Mix'n'match/Manual

From Meta, a Wikimedia project coordination wiki
Jump to navigation Jump to search
Translate this page; This page contains changes which are not marked for translation.
Other languages:
English • ‎asturianu • ‎català • ‎dansk • ‎español • ‎français • ‎italiano • ‎polski • ‎suomi • ‎русский • ‎日本語

Mix'n'match is a tool by Magnus Manske, which contains various lists of topics from outside sources. It lets you match these with Wikidata entries, identifying which exist in Wikidata and which still don't have items - "think of a red-link list on steroids".

It currently contains over 2500 catalogues, such as the Oxford Dictionary of National Biography (completed), the Australian Dictionary of Biography (completed), or the National Portrait Gallery's catalogue (52.5% matched).

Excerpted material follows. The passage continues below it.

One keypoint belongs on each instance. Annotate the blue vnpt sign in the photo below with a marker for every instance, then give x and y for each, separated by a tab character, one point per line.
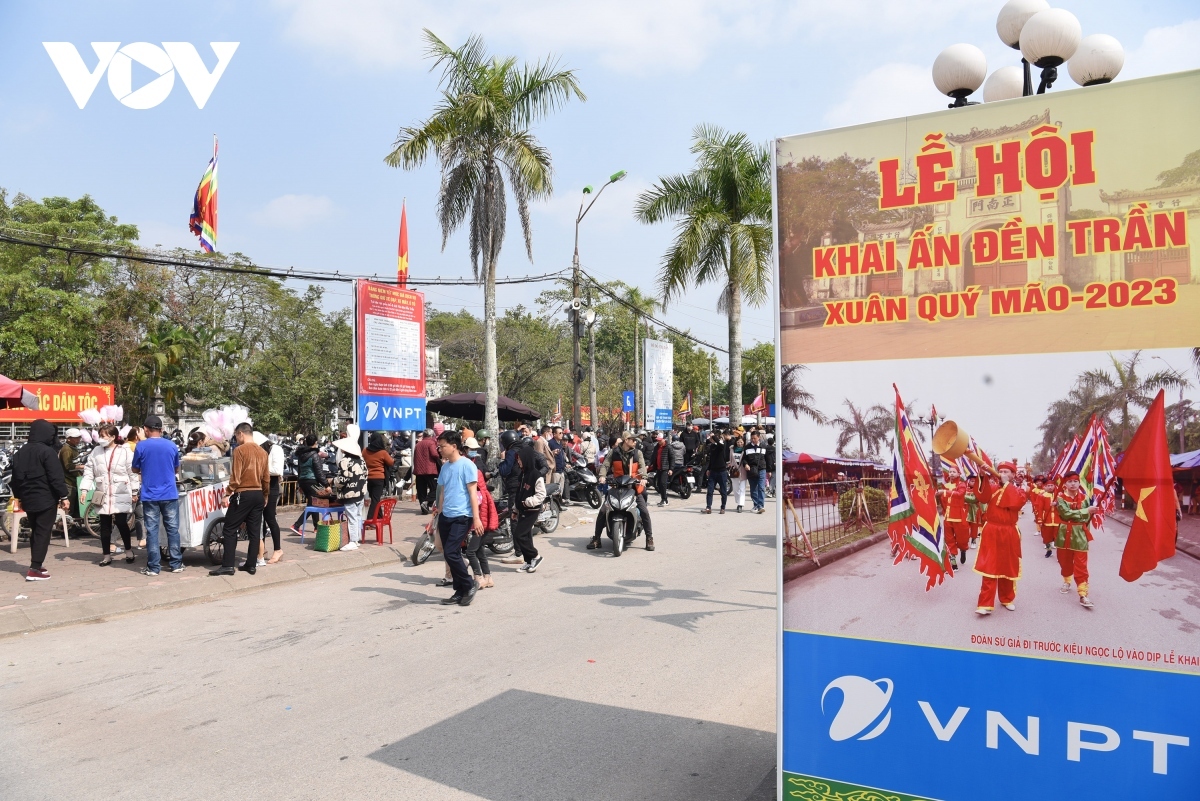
874	715
385	413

In this way, it will be easy to see which items are missing from a particular Wikipedia, or which language has the best coverage of a particular topic.

How does it work?[edit]

Mix'n'match divides items into five categories:

An example of the statistics for one of the catalogues.
  1. Fully matched (formerly Manually matched): a user has matched this catalogue entry to a Wikidata item (this includes entries imported from Wikidata);
  2. Preliminarily matched (formerly Automatically matched): the system has guessed one or more possible match for the entry in Wikidata, but a person needs to verify or reject it;
  3. Not on Wikidata (deprecated): this catalogue entry is known to have no matching Wikidata entry;
  4. Not applicable to Wikidata (N/A): the entry has been marked as not relevant to Wikidata (for example, it is a duplicate, a placeholder, a redirect, or simply not an appropriate topic);
  5. Unmatched: this entry has not yet been matched, and there is no automated suggestion available.

The aim is, of course, to mark as many possible entries as manually matched (or confirm that there is no possible Wikidata match). To use the tool, you need to register an account on any Wikimedia project, and authorise the WiDaR tool.

When you open Mix'n'match, a list of catalogs is shown (you may also select a specific catalog). You may then:

  • Search for a specific name using the search box in the header bar. This will bring you to a search result page.
    • See also List mode below for how to use the list of results.
    • In the search result page, you can also limit the search to a specific catalog.
    • You may also search a Qid; this will return all entries that the item is matched to. Searching external ID is not supported.
    • It is not guarentee that the search result page contain all entries matching a specific name; in particular the list may be truncated if there're too many results.
  • Select a specific catalog and then go to a catalog page.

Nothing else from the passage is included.